The Social Credit System (Chinese: 社会信用体系; pinyin: shhu xnyng tǐx) is a national reputation system being developed by the Chinese government.[1][2][3] By 2020, it is intended to standardise the assessment of citizens' and businesses' economic and social reputation, or 'credit'

The system is a form of mass surveillance which uses big data analysis technology.[1
.

Sound familiar ?

Leaders of the Communist Party of China are mostly professional engineers.

All the great totalitarian social and political experiments of the modern age have a strong whiff of technocracy.
This dystopian ideology may have been given a fresh new lease on life by the development of new technologies.
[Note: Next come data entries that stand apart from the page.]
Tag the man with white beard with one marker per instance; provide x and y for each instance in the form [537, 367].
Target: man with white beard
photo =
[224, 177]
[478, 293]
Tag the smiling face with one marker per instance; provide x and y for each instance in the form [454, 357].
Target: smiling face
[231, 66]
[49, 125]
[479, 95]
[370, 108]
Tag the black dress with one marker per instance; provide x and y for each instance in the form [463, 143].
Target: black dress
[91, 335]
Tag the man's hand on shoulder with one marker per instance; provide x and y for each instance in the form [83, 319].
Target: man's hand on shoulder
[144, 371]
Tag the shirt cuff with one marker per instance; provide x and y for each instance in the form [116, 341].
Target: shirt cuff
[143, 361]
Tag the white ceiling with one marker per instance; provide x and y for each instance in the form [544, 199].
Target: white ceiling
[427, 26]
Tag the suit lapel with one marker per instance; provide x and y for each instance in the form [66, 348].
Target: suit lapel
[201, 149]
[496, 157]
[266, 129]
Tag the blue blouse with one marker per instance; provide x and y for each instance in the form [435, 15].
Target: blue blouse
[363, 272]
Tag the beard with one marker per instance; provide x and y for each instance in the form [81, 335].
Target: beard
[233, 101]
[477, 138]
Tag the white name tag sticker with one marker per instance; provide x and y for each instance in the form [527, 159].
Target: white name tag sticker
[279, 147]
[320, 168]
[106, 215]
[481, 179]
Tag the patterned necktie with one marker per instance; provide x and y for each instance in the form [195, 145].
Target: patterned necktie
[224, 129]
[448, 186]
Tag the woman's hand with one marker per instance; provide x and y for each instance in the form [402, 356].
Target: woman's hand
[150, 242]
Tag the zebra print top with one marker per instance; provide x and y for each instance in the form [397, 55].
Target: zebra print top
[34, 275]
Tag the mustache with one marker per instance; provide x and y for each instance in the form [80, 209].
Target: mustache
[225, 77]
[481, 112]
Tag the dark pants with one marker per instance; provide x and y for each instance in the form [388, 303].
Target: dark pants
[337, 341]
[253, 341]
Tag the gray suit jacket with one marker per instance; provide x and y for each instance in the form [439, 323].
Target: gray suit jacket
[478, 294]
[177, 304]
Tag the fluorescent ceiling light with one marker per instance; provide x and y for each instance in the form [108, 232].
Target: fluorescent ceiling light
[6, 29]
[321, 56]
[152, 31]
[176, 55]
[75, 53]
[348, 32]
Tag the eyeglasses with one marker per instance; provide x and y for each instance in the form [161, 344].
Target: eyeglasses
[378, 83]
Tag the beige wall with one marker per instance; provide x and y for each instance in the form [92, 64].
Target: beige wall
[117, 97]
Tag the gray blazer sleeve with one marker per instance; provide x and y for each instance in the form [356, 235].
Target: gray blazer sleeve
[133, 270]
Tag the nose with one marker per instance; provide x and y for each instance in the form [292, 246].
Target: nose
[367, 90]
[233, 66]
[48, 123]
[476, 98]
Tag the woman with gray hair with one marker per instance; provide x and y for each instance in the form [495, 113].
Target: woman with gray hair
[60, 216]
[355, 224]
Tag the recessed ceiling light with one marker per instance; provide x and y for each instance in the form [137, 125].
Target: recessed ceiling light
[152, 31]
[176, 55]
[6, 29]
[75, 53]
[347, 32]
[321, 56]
https://en.m.wikipedia.org/wiki/Technocracy
https://en.m.wikipedia.org/wiki/Social_Credit_System
https://en.m.wikipedia.org/wiki/Brave_New_World
https://en.m.wikipedia.org/wiki/Technocracy_movement

What do you think is more of a threat to freedom and self-determinism in the future,
hordes of pathetic religious zealots or global technocrats with a secular totalitarian frame of mind hovering over big data surveillance systems?





Dingus Milktoast

Trad climber
Minister of Moderation, Fatcrackistan
Nov 12, 2018 - 09:58am PT
Leaders of the Communist Party of China are mostly professional engineers.

All the great totalitarian social and political experiments of the modern age have a strong whiff of technocracy.
This dystopian ideology may have been given a new life by the development of new technologies.

Interesting points. I'll have to fester on that a while.